Tapping into natural medicines and chemistry

Natural Products Research Group: PhD student Andrew Flewelling (BSc’10, MSc’13), graduate student Allyson Bos (BSc’12), John Johnson, PhD student Trevor Clark (BSc’12), and Christopher Gray.

Academics is only one component of a university education. Applying what is taught in the classroom is another. Combining academics with practical application while exploring innovative approaches is what we do best at UNB.

Our faculty and students are doing exactly that in the areas of traditional plant-based medicines and medicinal chemistry.

Through the Natural Products Research Group on our Saint John campus, Christopher Gray and John Johnson, and a team of research students, are looking for potential cures to life-threatening diseases and infections in the fields and forests of New Brunswick, and in fungi and algae from around the world.

The group identifies and evaluates chemical compounds produced by plants and microorganisms called endophytes – fungi that live within plants.

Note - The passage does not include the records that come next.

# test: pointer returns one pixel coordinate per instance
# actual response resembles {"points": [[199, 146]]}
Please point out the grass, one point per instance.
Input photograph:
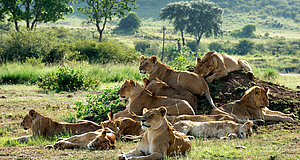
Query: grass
{"points": [[269, 142]]}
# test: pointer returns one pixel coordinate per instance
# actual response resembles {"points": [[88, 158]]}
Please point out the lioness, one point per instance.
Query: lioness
{"points": [[201, 118], [220, 129], [123, 126], [253, 105], [220, 64], [97, 140], [42, 125], [176, 79], [160, 139], [160, 88], [140, 98]]}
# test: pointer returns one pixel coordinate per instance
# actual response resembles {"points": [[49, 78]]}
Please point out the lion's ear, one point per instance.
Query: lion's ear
{"points": [[103, 134], [109, 115], [153, 59], [162, 111], [146, 81], [198, 60], [32, 113], [145, 110], [248, 124], [132, 82]]}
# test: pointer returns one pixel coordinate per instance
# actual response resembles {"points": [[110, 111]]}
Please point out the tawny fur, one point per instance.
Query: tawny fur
{"points": [[220, 64], [159, 140], [253, 105], [176, 79], [160, 88], [220, 129], [140, 98]]}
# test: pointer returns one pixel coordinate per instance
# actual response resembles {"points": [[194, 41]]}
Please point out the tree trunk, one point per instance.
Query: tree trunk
{"points": [[183, 42]]}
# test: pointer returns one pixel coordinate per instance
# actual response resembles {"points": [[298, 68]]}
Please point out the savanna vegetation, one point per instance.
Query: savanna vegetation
{"points": [[62, 70]]}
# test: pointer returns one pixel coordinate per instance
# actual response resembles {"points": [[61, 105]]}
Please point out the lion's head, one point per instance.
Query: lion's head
{"points": [[127, 89], [146, 65], [204, 66], [28, 119], [100, 142], [245, 130], [153, 118], [258, 95]]}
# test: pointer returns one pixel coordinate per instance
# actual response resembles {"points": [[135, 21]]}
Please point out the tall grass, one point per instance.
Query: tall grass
{"points": [[27, 73]]}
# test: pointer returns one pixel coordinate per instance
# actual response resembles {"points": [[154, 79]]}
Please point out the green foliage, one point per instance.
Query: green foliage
{"points": [[33, 12], [244, 47], [130, 24], [67, 79], [105, 52], [98, 105], [26, 44], [215, 46], [100, 12], [246, 32]]}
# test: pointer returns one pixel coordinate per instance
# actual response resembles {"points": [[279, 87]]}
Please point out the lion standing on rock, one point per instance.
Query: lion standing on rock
{"points": [[220, 64], [187, 80]]}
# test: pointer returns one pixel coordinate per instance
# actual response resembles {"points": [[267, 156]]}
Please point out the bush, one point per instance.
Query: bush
{"points": [[244, 47], [26, 44], [105, 52], [98, 105], [67, 79], [129, 24]]}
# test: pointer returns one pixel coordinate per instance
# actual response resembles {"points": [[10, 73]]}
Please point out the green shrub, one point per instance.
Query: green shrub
{"points": [[67, 79], [129, 24], [98, 105], [105, 52]]}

What they are looking for are previously unknown compounds that could be developed into effective medicines to combat cancer and drug-resistant tuberculosis.

“What really sets UNB apart is the opportunity for students to participate in meaningful research,” says Dr. Gray. Students get the opportunity to be on the cutting edge of scientific research in conjunction with the Saint John Regional Hospital and the Atlantic Cancer Research Institute.

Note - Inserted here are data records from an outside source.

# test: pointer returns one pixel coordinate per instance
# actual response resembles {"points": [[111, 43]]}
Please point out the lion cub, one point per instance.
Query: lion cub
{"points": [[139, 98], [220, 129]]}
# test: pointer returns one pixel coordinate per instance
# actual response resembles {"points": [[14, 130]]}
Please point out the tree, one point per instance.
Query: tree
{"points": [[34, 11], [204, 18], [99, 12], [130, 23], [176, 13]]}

“Three quarters of our research conducted is performed by undergraduates. They’re doing work that would be conducted by master's students at most universities,” says Dr. Gray.

Ghislain Deslongchamps

The pharmaceutical industry is on the brink of a major boom and students in our medicinal chemistry program, one of the few such programs in the country, are ready.

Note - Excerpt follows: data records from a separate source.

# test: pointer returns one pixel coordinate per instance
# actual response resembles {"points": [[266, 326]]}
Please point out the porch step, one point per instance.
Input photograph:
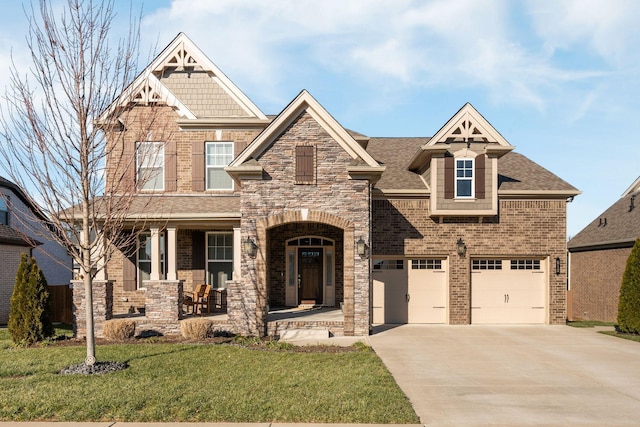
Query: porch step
{"points": [[304, 334]]}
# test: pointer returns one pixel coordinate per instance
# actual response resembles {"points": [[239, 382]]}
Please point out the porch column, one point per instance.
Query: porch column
{"points": [[237, 253], [101, 273], [155, 254], [172, 253]]}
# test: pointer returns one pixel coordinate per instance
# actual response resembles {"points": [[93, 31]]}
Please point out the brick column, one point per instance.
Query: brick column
{"points": [[102, 306]]}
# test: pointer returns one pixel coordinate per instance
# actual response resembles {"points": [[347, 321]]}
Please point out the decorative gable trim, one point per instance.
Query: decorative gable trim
{"points": [[468, 125], [304, 102], [180, 54]]}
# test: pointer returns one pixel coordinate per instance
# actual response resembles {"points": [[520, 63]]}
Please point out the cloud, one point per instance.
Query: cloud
{"points": [[393, 45]]}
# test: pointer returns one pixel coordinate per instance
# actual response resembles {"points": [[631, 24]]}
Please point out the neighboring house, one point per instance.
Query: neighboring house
{"points": [[598, 257], [296, 211], [24, 230]]}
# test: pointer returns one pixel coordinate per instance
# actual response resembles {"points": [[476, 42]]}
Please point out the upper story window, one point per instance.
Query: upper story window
{"points": [[464, 177], [218, 155], [305, 164], [4, 212], [150, 165]]}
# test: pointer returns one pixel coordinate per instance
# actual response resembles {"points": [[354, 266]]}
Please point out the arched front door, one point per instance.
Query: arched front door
{"points": [[310, 271]]}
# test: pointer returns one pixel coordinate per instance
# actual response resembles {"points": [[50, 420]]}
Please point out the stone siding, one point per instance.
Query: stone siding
{"points": [[596, 277], [524, 228], [332, 199]]}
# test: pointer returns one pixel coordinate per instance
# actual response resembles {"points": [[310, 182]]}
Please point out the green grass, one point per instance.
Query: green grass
{"points": [[199, 382]]}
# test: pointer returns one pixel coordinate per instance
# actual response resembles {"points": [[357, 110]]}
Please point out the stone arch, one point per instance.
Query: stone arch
{"points": [[304, 215]]}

Ghislain Deslongchamps, chair of the UNB chemistry department in Fredericton, believes students in the program will face endless opportunities in the future.

“Medicinal chemistry is a rapidly expanding field,” he says. “We’re about to face quite a revolution in the pharmaceutical world and how we treat disease. For students to be trained in that area bodes well for their future career and society in general.”